A Train Ride to Springfield, Illinois
When I was eleven years old, we lived on a farm in rural Illinois. My dad worked for a law firm in Missouri, and one day he had to drive up to Springfield, Illinois on business. He drove an old rusty-red Volkswagen. Nowadays it would be considered an antique, but back then, it was just plain old. And so, as old cars always do, it broke down while he was out of town. He had to take it to mechanic in Springfield and take the train back home.

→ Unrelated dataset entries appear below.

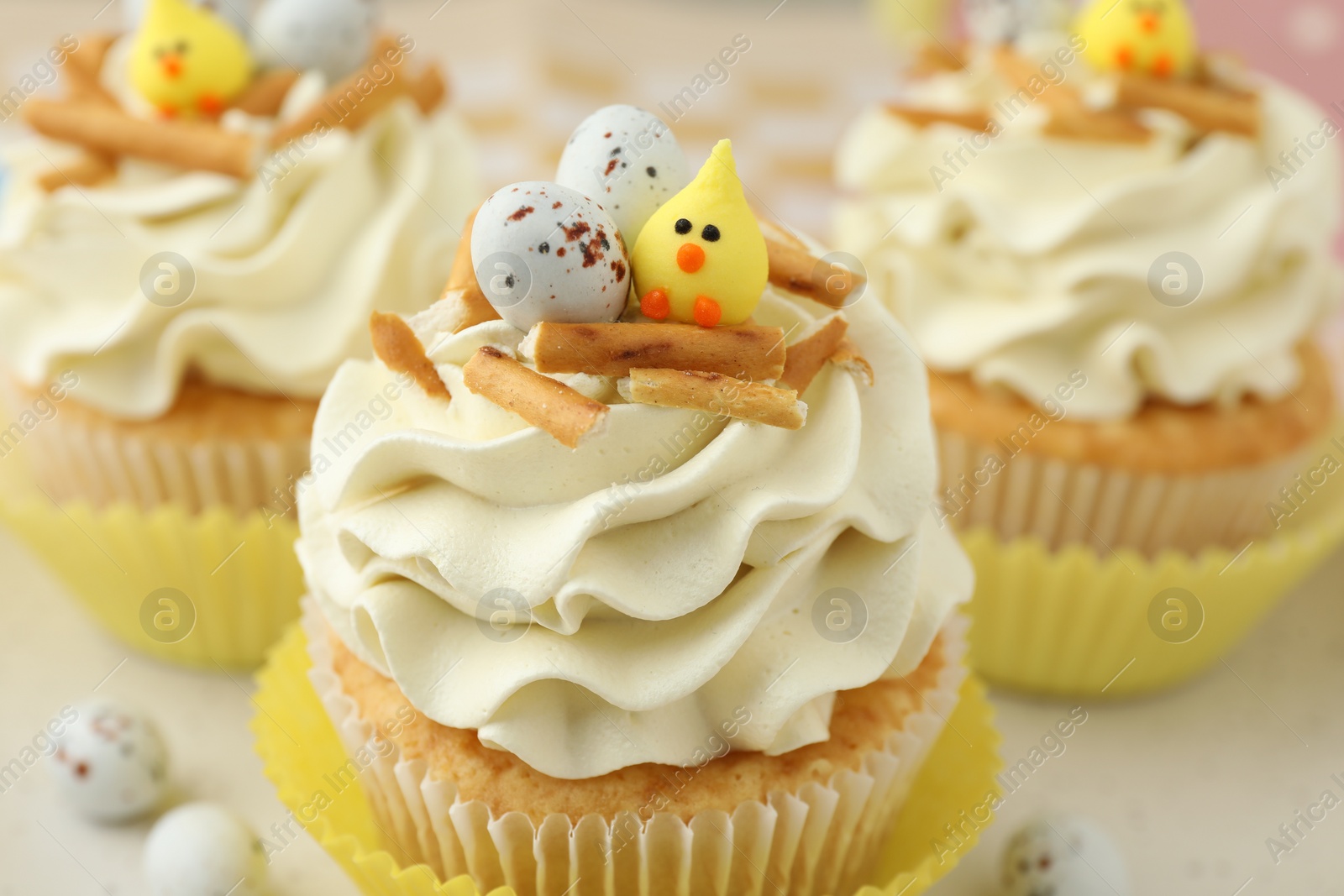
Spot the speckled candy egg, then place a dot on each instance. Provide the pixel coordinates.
(629, 161)
(111, 763)
(549, 253)
(333, 36)
(1063, 856)
(202, 849)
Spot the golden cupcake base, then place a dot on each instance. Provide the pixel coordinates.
(300, 750)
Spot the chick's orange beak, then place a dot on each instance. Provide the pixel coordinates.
(690, 258)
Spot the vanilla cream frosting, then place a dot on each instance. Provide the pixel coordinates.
(667, 580)
(1023, 258)
(286, 265)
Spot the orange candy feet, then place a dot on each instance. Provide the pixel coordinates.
(655, 305)
(707, 312)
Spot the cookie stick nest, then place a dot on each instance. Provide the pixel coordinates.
(1070, 116)
(82, 70)
(613, 349)
(549, 405)
(717, 394)
(793, 268)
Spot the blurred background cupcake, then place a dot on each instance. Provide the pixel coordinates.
(1113, 249)
(190, 244)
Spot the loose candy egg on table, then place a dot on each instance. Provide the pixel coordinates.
(202, 849)
(1066, 856)
(111, 763)
(333, 36)
(548, 253)
(628, 160)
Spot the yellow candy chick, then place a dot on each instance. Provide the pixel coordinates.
(702, 257)
(1147, 36)
(186, 60)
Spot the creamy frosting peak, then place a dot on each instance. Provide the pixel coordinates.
(675, 574)
(270, 281)
(1183, 268)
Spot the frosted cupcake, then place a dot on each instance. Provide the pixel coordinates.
(632, 593)
(1113, 280)
(1099, 249)
(192, 246)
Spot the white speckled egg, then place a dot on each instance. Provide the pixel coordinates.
(1065, 856)
(629, 161)
(202, 849)
(111, 763)
(549, 253)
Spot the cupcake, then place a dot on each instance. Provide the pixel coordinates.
(635, 590)
(190, 244)
(1112, 251)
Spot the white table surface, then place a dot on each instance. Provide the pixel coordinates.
(1191, 783)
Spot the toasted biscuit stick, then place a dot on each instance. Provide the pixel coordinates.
(1070, 116)
(192, 145)
(718, 394)
(91, 170)
(613, 349)
(1206, 107)
(808, 355)
(546, 403)
(800, 271)
(850, 359)
(266, 93)
(398, 347)
(978, 120)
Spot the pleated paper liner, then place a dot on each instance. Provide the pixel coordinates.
(1090, 624)
(206, 590)
(302, 752)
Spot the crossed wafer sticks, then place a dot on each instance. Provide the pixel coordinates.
(725, 371)
(1206, 103)
(93, 118)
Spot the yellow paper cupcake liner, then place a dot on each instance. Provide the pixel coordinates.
(300, 748)
(205, 590)
(1108, 625)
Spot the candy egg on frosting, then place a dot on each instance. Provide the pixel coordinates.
(629, 160)
(549, 253)
(702, 257)
(1066, 856)
(202, 849)
(111, 763)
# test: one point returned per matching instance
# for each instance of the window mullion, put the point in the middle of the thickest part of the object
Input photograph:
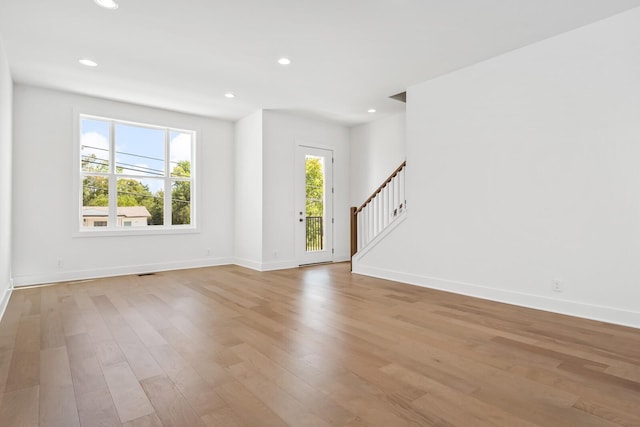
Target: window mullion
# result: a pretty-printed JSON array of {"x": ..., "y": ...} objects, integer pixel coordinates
[
  {"x": 167, "y": 179},
  {"x": 113, "y": 180}
]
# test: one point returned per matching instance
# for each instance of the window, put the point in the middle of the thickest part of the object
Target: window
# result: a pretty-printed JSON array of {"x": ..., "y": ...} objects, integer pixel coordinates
[{"x": 135, "y": 176}]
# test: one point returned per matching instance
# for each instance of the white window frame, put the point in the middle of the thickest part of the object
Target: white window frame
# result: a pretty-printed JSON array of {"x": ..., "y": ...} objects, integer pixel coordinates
[{"x": 113, "y": 230}]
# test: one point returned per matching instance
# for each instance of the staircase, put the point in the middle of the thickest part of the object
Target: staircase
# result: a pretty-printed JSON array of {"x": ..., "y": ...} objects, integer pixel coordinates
[{"x": 379, "y": 211}]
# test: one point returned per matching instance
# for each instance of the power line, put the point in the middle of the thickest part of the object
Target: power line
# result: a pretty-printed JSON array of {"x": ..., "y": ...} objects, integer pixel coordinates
[{"x": 126, "y": 154}]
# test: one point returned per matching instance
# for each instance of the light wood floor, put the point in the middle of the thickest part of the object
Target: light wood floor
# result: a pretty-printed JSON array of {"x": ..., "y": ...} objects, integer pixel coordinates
[{"x": 227, "y": 346}]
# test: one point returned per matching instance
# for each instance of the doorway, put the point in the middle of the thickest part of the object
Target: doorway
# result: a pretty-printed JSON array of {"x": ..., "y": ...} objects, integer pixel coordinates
[{"x": 314, "y": 205}]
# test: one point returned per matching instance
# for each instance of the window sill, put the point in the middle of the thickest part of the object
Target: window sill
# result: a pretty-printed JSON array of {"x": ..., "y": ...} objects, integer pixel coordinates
[{"x": 135, "y": 231}]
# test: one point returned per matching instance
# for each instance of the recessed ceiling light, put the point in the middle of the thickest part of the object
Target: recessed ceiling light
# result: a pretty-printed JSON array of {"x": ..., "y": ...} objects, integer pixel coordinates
[
  {"x": 107, "y": 4},
  {"x": 88, "y": 63}
]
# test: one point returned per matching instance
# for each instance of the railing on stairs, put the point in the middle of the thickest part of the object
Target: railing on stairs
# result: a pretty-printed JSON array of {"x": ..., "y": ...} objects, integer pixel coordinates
[{"x": 379, "y": 211}]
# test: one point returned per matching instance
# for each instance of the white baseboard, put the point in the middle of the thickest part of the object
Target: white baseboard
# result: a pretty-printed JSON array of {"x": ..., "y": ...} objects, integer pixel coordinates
[
  {"x": 539, "y": 302},
  {"x": 248, "y": 263},
  {"x": 4, "y": 301},
  {"x": 67, "y": 276},
  {"x": 265, "y": 266},
  {"x": 279, "y": 265}
]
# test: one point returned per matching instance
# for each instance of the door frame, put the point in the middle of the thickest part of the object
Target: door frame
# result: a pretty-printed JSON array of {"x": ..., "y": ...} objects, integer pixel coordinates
[{"x": 302, "y": 256}]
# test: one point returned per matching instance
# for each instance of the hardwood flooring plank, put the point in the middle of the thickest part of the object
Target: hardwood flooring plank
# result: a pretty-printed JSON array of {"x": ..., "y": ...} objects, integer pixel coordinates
[
  {"x": 151, "y": 420},
  {"x": 24, "y": 370},
  {"x": 129, "y": 398},
  {"x": 57, "y": 399},
  {"x": 171, "y": 407},
  {"x": 20, "y": 408},
  {"x": 309, "y": 346}
]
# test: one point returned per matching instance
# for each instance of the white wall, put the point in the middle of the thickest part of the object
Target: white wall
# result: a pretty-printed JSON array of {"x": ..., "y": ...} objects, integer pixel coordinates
[
  {"x": 43, "y": 211},
  {"x": 524, "y": 169},
  {"x": 377, "y": 149},
  {"x": 282, "y": 133},
  {"x": 6, "y": 107},
  {"x": 248, "y": 191}
]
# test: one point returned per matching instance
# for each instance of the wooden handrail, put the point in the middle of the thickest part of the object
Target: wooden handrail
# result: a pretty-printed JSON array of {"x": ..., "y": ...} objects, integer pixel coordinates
[
  {"x": 354, "y": 210},
  {"x": 384, "y": 184}
]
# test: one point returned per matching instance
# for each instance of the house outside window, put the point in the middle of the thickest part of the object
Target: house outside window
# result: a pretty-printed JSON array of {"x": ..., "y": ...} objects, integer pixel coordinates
[{"x": 135, "y": 176}]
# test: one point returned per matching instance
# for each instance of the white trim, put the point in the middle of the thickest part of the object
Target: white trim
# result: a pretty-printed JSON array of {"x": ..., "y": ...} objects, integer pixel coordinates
[
  {"x": 39, "y": 279},
  {"x": 248, "y": 263},
  {"x": 570, "y": 308},
  {"x": 265, "y": 266},
  {"x": 78, "y": 230},
  {"x": 4, "y": 302},
  {"x": 137, "y": 231},
  {"x": 279, "y": 265}
]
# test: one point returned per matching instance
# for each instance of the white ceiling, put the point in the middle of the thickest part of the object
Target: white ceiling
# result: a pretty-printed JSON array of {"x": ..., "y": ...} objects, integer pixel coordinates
[{"x": 348, "y": 55}]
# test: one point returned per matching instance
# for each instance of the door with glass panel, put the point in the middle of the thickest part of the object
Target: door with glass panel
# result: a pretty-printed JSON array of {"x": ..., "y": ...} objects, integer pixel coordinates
[{"x": 314, "y": 205}]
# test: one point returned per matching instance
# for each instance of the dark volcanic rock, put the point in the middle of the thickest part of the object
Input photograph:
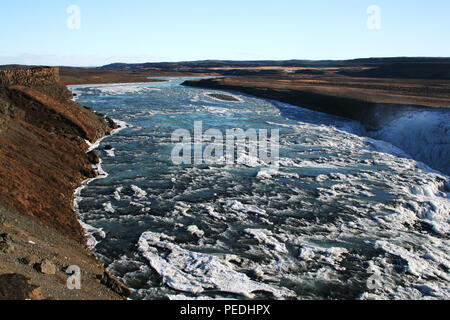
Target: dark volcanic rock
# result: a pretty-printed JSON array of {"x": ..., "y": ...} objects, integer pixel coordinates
[{"x": 18, "y": 287}]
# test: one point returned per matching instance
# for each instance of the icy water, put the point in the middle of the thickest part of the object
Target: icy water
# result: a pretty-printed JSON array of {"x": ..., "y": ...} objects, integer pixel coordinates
[{"x": 344, "y": 217}]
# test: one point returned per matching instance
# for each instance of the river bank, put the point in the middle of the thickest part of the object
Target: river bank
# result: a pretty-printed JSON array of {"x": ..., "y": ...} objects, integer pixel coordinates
[{"x": 43, "y": 160}]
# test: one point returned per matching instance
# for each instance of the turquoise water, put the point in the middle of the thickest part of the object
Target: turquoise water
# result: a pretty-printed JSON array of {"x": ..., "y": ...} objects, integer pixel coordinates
[{"x": 344, "y": 217}]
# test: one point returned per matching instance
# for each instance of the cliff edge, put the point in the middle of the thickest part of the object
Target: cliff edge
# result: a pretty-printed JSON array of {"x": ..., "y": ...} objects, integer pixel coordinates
[{"x": 43, "y": 160}]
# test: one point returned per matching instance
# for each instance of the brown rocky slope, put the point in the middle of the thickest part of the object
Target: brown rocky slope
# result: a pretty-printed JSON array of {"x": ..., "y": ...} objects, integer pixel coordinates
[{"x": 43, "y": 160}]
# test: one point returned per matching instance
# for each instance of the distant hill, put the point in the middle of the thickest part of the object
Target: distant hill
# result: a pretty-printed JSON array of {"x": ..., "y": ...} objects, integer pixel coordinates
[{"x": 367, "y": 62}]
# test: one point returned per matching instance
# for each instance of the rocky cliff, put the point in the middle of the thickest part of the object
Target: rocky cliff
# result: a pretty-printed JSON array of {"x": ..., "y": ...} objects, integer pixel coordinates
[{"x": 43, "y": 160}]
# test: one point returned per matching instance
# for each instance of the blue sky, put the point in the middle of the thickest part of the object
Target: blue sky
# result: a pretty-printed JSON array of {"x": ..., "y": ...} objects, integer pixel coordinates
[{"x": 36, "y": 32}]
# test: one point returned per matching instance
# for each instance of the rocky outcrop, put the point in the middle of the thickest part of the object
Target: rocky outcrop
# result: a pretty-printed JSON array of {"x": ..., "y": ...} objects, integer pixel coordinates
[
  {"x": 43, "y": 160},
  {"x": 29, "y": 77}
]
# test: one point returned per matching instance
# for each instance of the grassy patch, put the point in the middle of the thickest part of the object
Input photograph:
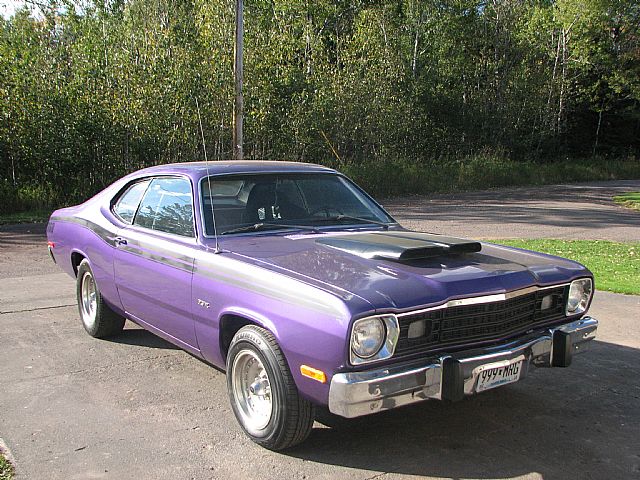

Friday afternoon, the mechanic called and said the car was ready. My mom had to work the next day, so my dad decided to take me on my first-ever train ride. Saturday morning, We got up early and went to Union Station in St. Louis. The thing that I most remember was crossing the Mighty Mississippi the rusty old MacArthur Bridge. I was walking from one car to another while the train pulled along at a good clip, and the connectors between the cars didn’t line up. So as I crossed the little rubber hallway between two cars, I glanced down and saw the muddy waters of the Mississippi three hundred feet beneath me.
Seeing the muddy Mississippi below my feet was frightening, but not terrifying. I new that there was no way I could fall in the river, though my heart was racing anyway. Unfortunately, the train didn’t keep racing. Almost as soon as we got to Illinois, the train slowed to a crawl. Then it stopped. We sat for half-an-hour before moving again. Even then the train went slowly. Not once did we attain the speed we had over the river. Instead it was stop-and-go all the way to Springfield. At least they had a diner car that we could visit. It felt good to stretch my legs over the six-hour ride.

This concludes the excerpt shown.